De même, Axel Kahn, généticien, donne une réponse qui part du réel : “dans 98,5 % des cas, à des niveaux variables, la gestation pour autrui s’inscrit dans un contrat de type commercial et ne peut guère répondre à la demande que dans ce cadre. C’est par rapport à cette réalité qu’il faut se positionner”. Il fait le lien avec le droit romain en France : “la loi française est fidèle au droit romain selon lequel la femme qui accouche d’un enfant est sa mère, et à l’inverse, la mère d’un enfant est la femme qui en accouche. Il est essentiel de ne pas remettre en question cette loi, pour une raison évidente de protection de la femme contre cette aliénation de son corps à laquelle pourrait la pousser une situation de contrainte économique dans laquelle elle se trouverait”.

La liberté, sans égalité réelle, peut dans nombre de domaines rester lettre morte : où est la liberté d’une femme de disposer de son corps quand elle est incapable de subvenir à ses besoins élémentaires ? Ainsi envisager une GPA libre et généreuse car encadrée par la loi revient à accepter l’exploitation du corps des femmes ou à nier les réalités économiques et sociales : des pauvres, il y en a aussi en France (!).

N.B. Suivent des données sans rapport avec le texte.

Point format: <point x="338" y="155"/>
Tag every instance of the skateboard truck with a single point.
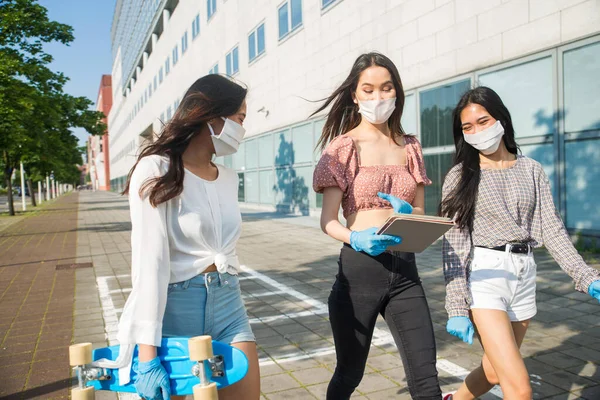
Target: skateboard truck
<point x="80" y="355"/>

Les dites féministes qui réclament la GPA ne défendent en rien le droit des femmes laborieuses.

GPA altruiste défendue par certains, GPA rémunérée pour d’autres. Le cynisme est parfois au rendez-vous : “Moi je suis pour toutes les libertés. Louer son ventre pour faire un enfant ou louer ses bras pour travailler à l’usine, quelle différence ?” (Pierre Bergé, Le Figaro, le 16/12/2012).

Faut-il rappeler que dans la société capitaliste, le travailleur est libre à tout moment de rompre son contrat de travail (des dispositifs limitent parfois cette liberté, comme c’était le cas avec le livret ouvrier) ? Faut-il rappeler que 9 mois de grossesse, c’est plus de 12 mois de modifications physiologiques et psychologiques pour la femme, plusieurs mois de développement psychologique du fœtus en lien avec la mère (si les recherches concernant les relations mère-fœtus laissent encore beaucoup de zones floues, certains liens ont été établis, comme la mémorisation par le fœtus de caractéristiques de son environnement auditif, telle la voix de la mère - source : Parole et musique de Dehaene et Petit).

Certes, porter un enfant ne fait pas tout, mais le reléguer à un acte comme un autre consiste à marchandiser un corps. Mais, pire que de la marchandisation, la GPA en système capitaliste s’apparente à de l’esclavage moderne. En effet, comment une femme enceinte pourrait-elle rompre, tel un travailleur, son contrat l’engageant à porter l’enfant d’autrui ? Pour certains il suffirait de garde-fous. Si pour Axel Kahn, des garde-fous sont “globalement impensables”, le “garde-fou absolu” serait que la mère porteuse puisse garder l’enfant si elle le souhaite. Mais un tel raisonnement ne prend pas en compte la réalité, et toutes les pressions supplémentaires qui s’exerceraient sur la femme, si elle arrive à faire respecter son droit (femme étrangère vivant en France...).

Au nom de l’égalité

Au nom de l’égalité entre hommes et femmes, entre femmes stériles et femmes fertiles, entre enfants nés de GPA et non nés de GPA, il faudrait légaliser la GPA. C’est au nom de ces soi-disant égalités que les pro-GPA avancent, petit à petit. Ainsi, c’est au nom de l’égalité entre enfants nés de GPA et non nés de GPA que Taubira a permis que dorénavant un soupçon de GPA “ne peut suffire à opposer un refus aux demandes de CNF [Certificats de Nationalité Française]” (circulaire du 25 janvier 2013). Bientôt, sous prétexte que les fœtus en GPA ont un moins bon suivi médical à l’étranger qu’en France, faudra-t-il accepter la GPA en France ?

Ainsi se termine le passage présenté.